Two experiments investigated how kit variations affect the search of teammates: Experiment 1 confirmed that discriminability is slower when playing in crossed kits (e.g., red shirts-blue shorts vs. blue shirts-red shorts), versus uniform kits (e.g., all red vs. all blue). Experiment 2 found that there is significant confusion when both teams wear the same-coloured shorts. Based on these findings, the authors suggest changes to the Laws of the game concerning kit colours.

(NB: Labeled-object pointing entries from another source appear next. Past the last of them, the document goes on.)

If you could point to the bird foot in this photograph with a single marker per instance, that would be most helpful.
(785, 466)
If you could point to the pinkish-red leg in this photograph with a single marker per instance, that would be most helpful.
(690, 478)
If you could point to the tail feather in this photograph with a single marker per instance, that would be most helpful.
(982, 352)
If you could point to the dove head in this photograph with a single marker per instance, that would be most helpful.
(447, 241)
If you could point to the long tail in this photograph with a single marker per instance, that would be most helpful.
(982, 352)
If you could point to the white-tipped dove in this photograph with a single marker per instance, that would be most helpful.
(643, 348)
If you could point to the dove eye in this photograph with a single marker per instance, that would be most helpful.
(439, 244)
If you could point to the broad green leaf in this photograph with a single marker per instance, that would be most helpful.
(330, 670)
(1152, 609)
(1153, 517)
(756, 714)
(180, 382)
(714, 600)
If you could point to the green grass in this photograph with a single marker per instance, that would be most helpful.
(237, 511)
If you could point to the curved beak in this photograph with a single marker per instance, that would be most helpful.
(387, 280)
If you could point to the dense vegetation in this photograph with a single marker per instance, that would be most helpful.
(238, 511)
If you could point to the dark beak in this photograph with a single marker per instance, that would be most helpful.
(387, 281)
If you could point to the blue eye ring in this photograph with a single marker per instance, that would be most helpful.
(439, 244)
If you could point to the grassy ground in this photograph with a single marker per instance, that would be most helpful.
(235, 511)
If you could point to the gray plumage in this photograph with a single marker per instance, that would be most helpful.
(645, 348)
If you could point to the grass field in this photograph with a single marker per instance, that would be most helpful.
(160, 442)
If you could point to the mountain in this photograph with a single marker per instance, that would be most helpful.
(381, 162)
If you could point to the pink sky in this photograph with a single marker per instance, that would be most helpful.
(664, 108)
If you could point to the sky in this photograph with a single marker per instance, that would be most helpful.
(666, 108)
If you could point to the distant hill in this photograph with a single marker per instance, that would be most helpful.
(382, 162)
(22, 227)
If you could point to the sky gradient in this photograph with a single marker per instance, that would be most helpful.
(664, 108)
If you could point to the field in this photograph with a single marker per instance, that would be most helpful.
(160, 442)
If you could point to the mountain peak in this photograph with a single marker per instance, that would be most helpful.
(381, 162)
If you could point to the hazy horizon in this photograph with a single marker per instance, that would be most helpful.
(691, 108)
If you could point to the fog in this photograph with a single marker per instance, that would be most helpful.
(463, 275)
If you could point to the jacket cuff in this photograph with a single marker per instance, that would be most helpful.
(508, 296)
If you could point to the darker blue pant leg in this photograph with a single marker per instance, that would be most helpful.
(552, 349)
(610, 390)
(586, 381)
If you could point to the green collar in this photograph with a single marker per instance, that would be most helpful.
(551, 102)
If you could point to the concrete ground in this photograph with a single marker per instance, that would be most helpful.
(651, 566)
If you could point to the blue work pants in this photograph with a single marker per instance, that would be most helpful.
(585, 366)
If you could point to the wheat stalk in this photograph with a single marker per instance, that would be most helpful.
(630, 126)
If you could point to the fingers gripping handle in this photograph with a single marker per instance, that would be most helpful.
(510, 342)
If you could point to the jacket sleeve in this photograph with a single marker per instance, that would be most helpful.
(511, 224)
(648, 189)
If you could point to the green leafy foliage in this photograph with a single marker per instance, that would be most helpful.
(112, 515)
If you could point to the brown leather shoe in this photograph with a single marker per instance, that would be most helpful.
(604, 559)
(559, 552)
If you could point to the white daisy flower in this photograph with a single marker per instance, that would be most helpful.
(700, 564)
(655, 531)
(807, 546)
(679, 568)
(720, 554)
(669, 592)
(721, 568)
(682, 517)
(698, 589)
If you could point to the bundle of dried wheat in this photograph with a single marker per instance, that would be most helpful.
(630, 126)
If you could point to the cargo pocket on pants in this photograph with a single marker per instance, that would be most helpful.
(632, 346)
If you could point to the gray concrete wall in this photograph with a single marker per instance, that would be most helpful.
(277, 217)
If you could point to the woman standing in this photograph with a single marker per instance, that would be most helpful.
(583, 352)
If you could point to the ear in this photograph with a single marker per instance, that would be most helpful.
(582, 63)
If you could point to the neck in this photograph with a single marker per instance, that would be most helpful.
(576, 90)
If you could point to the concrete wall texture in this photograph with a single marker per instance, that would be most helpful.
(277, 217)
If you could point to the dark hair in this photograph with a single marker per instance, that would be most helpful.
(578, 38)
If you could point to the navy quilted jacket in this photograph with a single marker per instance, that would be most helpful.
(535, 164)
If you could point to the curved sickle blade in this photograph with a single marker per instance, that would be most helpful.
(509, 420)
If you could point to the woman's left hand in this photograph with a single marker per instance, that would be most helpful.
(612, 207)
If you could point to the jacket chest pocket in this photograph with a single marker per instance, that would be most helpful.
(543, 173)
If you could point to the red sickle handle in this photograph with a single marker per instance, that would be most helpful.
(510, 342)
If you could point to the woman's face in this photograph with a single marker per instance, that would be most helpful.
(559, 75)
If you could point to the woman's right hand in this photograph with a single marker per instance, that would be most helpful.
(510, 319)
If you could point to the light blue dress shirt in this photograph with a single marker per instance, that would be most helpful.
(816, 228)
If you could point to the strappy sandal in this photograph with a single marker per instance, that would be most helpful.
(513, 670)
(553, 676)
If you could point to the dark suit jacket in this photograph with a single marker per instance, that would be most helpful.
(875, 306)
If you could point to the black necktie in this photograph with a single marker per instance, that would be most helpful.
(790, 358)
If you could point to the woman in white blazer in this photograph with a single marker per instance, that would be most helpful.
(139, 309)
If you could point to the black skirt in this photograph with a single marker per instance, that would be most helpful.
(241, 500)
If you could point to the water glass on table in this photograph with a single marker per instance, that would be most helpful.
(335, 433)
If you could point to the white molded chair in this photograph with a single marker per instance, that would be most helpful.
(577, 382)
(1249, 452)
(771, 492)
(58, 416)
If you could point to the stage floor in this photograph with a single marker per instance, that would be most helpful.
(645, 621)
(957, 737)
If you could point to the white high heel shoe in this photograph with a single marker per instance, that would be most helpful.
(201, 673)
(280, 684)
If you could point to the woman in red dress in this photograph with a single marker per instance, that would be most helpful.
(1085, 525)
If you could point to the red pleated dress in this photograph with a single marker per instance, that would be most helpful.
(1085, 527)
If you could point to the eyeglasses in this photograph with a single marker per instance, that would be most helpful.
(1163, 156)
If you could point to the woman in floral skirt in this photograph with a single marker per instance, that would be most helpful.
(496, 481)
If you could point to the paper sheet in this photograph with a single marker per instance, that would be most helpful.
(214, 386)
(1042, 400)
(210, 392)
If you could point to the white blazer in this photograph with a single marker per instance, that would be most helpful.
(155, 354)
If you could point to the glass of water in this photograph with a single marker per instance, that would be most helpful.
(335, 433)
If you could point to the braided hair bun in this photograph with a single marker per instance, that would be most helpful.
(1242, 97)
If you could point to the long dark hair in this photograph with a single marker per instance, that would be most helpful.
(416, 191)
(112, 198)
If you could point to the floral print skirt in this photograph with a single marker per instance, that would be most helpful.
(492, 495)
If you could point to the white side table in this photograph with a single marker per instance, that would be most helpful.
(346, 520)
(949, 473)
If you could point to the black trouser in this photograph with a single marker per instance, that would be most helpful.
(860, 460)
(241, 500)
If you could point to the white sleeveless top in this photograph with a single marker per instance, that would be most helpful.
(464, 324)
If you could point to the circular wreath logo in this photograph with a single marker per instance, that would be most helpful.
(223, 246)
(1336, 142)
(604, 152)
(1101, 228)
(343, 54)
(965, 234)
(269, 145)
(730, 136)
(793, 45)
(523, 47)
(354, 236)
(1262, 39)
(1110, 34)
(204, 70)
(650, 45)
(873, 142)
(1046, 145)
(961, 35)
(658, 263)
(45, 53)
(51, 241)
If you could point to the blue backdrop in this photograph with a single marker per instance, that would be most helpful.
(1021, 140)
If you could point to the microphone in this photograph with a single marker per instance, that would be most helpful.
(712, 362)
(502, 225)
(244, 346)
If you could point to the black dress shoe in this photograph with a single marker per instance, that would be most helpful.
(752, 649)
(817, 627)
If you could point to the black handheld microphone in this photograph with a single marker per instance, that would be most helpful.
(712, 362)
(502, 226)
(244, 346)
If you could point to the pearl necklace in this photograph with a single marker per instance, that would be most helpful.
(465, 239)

12. Return-to-Play Times and Player Performance After ACL Reconstruction in Elite UEFA Professional Soccer Players: A Matched-Cohort Analysis From 1999 to 2019

Forsythe B, Lavoie-Gagne OZ, Forlenza EM, Diaz CC, Mascarenhas R. Midwest Orthopaedics at Rush, Division of Sports Medicine, Chicago, Illinois, USA

Orthop J Sports Med. 2021 May 28;9(5):23259671211008892. doi: 10.1177/23259671211008892

51 players from 1 of the 5 elite Union of European Football Associations (UEFA) soccer leagues who suffered a complete ACL rupture between 1999 and 2019. 41 players (80%) returned to play after ACL rupture, with 6 (12%) experiencing a subsequent ipsilateral or contralateral ACL tear. The mean (±SD) RTP time for soccer players after ACLR was 216 ± 109 days (26 ± 18 games). Injured athletes played significantly fewer games and minutes per season and recorded inferior performances for 2 seasons after their injury. However, the game performance of injured players equaled or exceeded that of their matched controls by season 3 after injury, with the exception of attackers, who demonstrated a continued decline in performance.